The very first step for CAPE members is the bargaining survey which will be launched in late November and Organizing Committees will be asking members to fill it out. This is your chance to say what gets brought to the bargaining table.

Then departments will elect representatives to sit on the bargaining team. 

Elections will happen in early 2026. 

In the past, only about 20 per cent of CAPE members filled out the bargaining survey. To build power in bargaining, we need to rapidly scale up member engagement. And past survey rates show that emails will not cut it. In order to show Treasury Board that a majority of CAPE members demand telework, you will have to bring the survey to your whole team and get them to fill it out.

Then, next spring, in April 2026, all members will have the opportunity to vote on the proposals that CAPE brings into negotiations. This is an internal ratification process before we sit down with the employer—it means that members participate again in high numbers to directly decide the union’s bargaining priorities during the vote. This is a new step in the process, as in the past members have only voted when the bargaining team and employer reached a tentative agreement.

Concurrently, members will also vote on the dispute resolution mechanism. This is essentially the way in which the union will resolve disputes at the bargaining table in the event of an impasse. 

In the past CAPE has decided to go straight to arbitration to resolve disputes, rather than opt for the strike/conciliation path. 

However, if you want to win telework, that won’t happen in arbitration as arbitrators don’t award new rights. Instead, they usually award a contract that’s based on the average of what other similar unions have already bargained. 

But just to be clear, the vote on choosing the strike/conciliation route or arbitration is not an actual strike vote—that would happen down the road in the bargaining process. Rather, this is a vote on the mechanism for resolving disputes—arbitration, or strike/conciliation. This will also be the first time that CAPE members get to vote on the dispute resolution mechanism. 

So if you want to win telework, you need to vote for the strike/conciliation path. 

And as the bargaining team gets going and formal negotiations are underway in Fall of 2026, every single member will be able to observe and participate in bargaining in some way. 
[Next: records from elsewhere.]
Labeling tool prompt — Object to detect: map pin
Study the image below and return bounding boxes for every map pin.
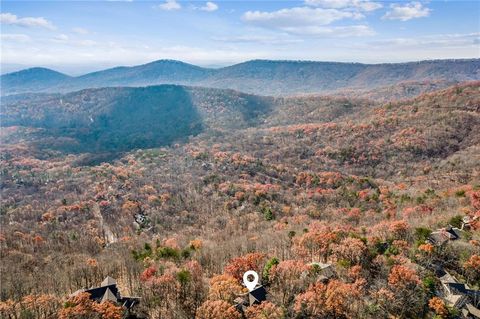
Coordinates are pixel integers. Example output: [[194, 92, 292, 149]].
[[243, 270, 258, 291]]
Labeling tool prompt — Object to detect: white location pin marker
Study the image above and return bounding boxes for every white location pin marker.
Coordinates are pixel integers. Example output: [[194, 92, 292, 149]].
[[243, 270, 258, 291]]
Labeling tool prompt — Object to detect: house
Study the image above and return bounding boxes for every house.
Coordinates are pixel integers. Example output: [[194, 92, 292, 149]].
[[427, 225, 463, 246], [439, 272, 480, 318], [462, 216, 480, 230], [308, 261, 337, 281], [70, 276, 140, 309], [233, 285, 267, 313]]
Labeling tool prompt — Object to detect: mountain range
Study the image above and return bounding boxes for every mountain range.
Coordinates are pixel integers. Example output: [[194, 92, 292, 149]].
[[0, 59, 480, 95]]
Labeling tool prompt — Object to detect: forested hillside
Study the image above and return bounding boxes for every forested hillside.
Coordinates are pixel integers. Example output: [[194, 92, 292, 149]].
[[0, 59, 480, 97], [0, 81, 480, 319]]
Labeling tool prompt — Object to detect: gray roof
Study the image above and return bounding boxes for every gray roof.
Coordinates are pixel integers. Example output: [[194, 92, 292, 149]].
[[100, 276, 117, 287]]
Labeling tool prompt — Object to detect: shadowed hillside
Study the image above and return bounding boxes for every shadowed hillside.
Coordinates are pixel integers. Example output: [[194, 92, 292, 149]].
[[1, 85, 273, 153]]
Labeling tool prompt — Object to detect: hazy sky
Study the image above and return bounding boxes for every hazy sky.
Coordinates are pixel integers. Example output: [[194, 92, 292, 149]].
[[0, 0, 480, 74]]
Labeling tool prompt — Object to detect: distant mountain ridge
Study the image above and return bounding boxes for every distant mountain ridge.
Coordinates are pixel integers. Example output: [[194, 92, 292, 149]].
[[0, 59, 480, 95]]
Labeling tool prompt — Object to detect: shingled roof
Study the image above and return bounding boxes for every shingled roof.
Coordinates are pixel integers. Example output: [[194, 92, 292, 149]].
[[71, 276, 140, 309]]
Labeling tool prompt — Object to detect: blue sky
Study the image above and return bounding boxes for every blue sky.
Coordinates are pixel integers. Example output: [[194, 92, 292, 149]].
[[0, 0, 480, 74]]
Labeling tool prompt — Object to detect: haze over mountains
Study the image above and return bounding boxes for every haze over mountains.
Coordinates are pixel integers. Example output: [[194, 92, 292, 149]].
[[0, 59, 480, 95]]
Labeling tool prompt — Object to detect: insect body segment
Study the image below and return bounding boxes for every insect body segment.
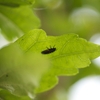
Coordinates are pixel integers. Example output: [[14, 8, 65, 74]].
[[41, 47, 56, 54]]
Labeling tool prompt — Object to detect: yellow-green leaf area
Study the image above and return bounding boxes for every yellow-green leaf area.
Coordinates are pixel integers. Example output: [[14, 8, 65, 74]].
[[16, 29, 100, 93], [0, 43, 49, 97]]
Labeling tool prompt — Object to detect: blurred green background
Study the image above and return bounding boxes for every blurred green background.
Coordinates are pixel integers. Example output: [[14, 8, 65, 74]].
[[33, 0, 100, 100]]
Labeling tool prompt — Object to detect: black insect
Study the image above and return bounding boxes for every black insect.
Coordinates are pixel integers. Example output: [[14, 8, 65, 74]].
[[41, 47, 56, 54]]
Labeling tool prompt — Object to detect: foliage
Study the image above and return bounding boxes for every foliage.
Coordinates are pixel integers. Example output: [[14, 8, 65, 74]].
[[0, 0, 100, 100]]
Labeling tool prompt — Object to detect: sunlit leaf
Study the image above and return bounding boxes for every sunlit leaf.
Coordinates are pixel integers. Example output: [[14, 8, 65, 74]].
[[0, 90, 30, 100], [0, 43, 49, 97], [17, 29, 100, 92]]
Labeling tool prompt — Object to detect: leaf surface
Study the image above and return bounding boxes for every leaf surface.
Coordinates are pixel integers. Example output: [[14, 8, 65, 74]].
[[0, 43, 49, 97], [16, 29, 100, 93]]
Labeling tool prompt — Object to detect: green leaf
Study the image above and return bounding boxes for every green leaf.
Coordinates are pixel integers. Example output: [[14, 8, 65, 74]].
[[16, 29, 100, 93], [0, 0, 34, 7], [0, 43, 49, 98], [0, 6, 40, 40], [0, 90, 30, 100]]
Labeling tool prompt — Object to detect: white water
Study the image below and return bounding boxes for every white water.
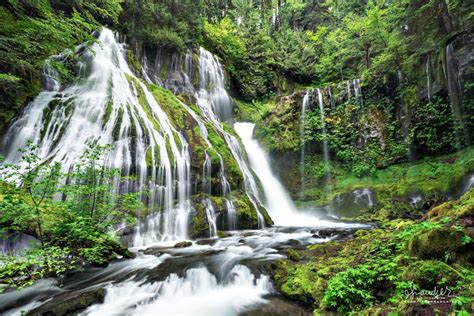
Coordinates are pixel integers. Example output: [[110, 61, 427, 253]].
[[195, 48, 265, 228], [0, 29, 264, 246], [300, 90, 309, 194], [6, 29, 191, 243], [445, 43, 469, 151], [426, 55, 432, 102], [83, 265, 271, 316], [234, 123, 344, 227], [318, 89, 331, 184]]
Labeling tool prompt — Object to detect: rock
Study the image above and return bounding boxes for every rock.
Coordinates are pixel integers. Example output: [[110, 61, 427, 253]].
[[408, 227, 464, 261], [173, 241, 193, 248], [286, 249, 301, 261], [240, 297, 313, 316], [285, 239, 301, 246], [27, 288, 106, 316], [196, 238, 219, 246], [142, 247, 172, 256]]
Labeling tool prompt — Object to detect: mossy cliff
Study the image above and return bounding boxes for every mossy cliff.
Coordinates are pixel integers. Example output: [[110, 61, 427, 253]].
[[123, 74, 273, 238]]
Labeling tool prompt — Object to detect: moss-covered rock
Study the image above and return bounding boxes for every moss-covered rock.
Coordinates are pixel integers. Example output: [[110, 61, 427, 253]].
[[27, 288, 106, 316], [402, 260, 462, 289], [408, 227, 464, 261]]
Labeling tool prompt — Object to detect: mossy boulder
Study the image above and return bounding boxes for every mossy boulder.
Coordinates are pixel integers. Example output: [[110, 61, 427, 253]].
[[189, 202, 209, 239], [27, 288, 106, 316], [173, 240, 193, 248], [402, 260, 459, 289], [408, 227, 464, 260], [286, 248, 301, 261]]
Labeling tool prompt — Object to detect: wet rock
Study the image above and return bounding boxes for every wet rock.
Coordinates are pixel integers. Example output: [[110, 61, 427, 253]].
[[27, 288, 106, 316], [173, 241, 193, 248], [285, 239, 301, 247], [196, 238, 219, 246], [240, 297, 313, 316], [286, 249, 301, 262], [142, 247, 172, 256]]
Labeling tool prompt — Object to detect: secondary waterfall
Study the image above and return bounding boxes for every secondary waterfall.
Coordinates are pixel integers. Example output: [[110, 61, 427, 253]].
[[445, 43, 469, 151], [195, 47, 265, 227], [397, 69, 415, 163], [300, 91, 309, 195], [318, 89, 331, 184], [234, 123, 340, 226]]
Members will need to get involved in numbers never seen before by CAPE and take full ownership of this campaign. 

The Organizing staff team will be there every step of the way providing guidance, training, and logistical support 

But fundamentally the action will happen in the workplace, between coworkers talking to one another about your workplace issues and how to bargain improvements in our working conditions.

There is only one step that you can take from here, and that's to join your departmental organizing committee.